First things first, shampoos do not feed, resuscitate, enliven or revive hair. They can’t, for the simple reason that hair is not alive. It is a shaft of dead proteins, notably including a tough fibrous material called keratin that also shows up in fingernails.

So what CAN shampoos do?
They can clean hair, a task not too difficult. All that is required is removal of the thin layer of oily material known as sebum. Produced by sebaceous glands in the skin, it coats and protects the hair. Unfortunately, sebum also acts as a virtual magnet for dirt and residue from hair treatment products.

Common to most synthetic chemical shampoos is an ingredient called a surfactant, that is the same used in your washing-up liquid, and it has the ability to reduce surface tension of water so that a droplet of water will spread out rather than stay in the raised dome shape, i.e. it makes water wet. Other surfactants are repelled by water, but show great attraction for oily substances. The result is that as the hair is rinsed, the soiled sebum is washed away.

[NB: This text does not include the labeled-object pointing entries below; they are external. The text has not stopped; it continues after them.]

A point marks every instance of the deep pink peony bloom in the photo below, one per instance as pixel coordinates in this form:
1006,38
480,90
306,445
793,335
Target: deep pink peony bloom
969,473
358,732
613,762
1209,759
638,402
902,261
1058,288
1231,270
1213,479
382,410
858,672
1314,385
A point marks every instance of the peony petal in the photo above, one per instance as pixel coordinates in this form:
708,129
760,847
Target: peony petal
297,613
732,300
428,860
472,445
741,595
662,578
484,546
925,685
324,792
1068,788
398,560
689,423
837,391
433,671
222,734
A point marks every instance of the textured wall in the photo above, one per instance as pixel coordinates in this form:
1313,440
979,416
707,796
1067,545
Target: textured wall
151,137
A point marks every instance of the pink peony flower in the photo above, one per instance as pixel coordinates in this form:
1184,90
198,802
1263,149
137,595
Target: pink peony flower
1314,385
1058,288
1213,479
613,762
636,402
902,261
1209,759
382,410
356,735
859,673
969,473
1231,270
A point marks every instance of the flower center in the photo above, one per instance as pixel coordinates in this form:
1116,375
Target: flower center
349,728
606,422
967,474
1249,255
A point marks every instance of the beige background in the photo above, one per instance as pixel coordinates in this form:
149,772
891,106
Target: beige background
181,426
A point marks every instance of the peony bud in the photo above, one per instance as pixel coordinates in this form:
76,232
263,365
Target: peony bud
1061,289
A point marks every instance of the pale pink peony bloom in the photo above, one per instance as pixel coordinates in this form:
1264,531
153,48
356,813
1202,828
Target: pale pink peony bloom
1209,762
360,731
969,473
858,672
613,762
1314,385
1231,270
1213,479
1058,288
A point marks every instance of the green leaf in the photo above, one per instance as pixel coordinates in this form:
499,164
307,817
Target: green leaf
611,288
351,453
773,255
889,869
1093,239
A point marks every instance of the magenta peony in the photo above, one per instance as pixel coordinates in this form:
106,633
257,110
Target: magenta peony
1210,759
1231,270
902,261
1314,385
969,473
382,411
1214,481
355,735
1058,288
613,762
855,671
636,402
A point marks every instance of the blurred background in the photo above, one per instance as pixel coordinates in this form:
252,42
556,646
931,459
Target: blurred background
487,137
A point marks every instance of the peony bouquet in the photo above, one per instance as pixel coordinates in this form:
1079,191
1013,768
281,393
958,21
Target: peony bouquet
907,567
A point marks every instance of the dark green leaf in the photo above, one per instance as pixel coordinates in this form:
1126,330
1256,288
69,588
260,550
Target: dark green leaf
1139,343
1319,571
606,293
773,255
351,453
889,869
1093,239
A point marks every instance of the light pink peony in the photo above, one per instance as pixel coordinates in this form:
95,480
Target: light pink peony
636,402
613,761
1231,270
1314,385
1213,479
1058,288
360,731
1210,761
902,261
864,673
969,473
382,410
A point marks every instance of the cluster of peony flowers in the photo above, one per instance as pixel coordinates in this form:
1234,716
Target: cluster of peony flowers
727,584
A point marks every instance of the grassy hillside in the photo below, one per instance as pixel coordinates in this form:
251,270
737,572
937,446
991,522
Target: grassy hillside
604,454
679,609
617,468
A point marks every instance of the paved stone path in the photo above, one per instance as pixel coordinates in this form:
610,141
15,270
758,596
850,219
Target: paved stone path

Lathering of a chemical shampoo also is the result of the activity of surfactants. Foam is nothing more than dispersion of a gas, in this case air, in a liquid. There is no clear link between a surfactant’s ability to clean and to produce foam. Indeed, a very effective shampoo that does not lather well can be formulated. But would you buy one?

We are used to linking suds and cleaning as belonging together. So most manufactures incorporate surfactants with strong lathering properties although they may not be ideal in terms of conditioning or irritant potential.

The word shampoo was coined from “shampoo,” a Hindi word meaning to massage or knead, and before the advent of synthetic detergents we used soap, and the first shampoos were just solutions of soap prepared from water, soap and soda (sodium carbonate).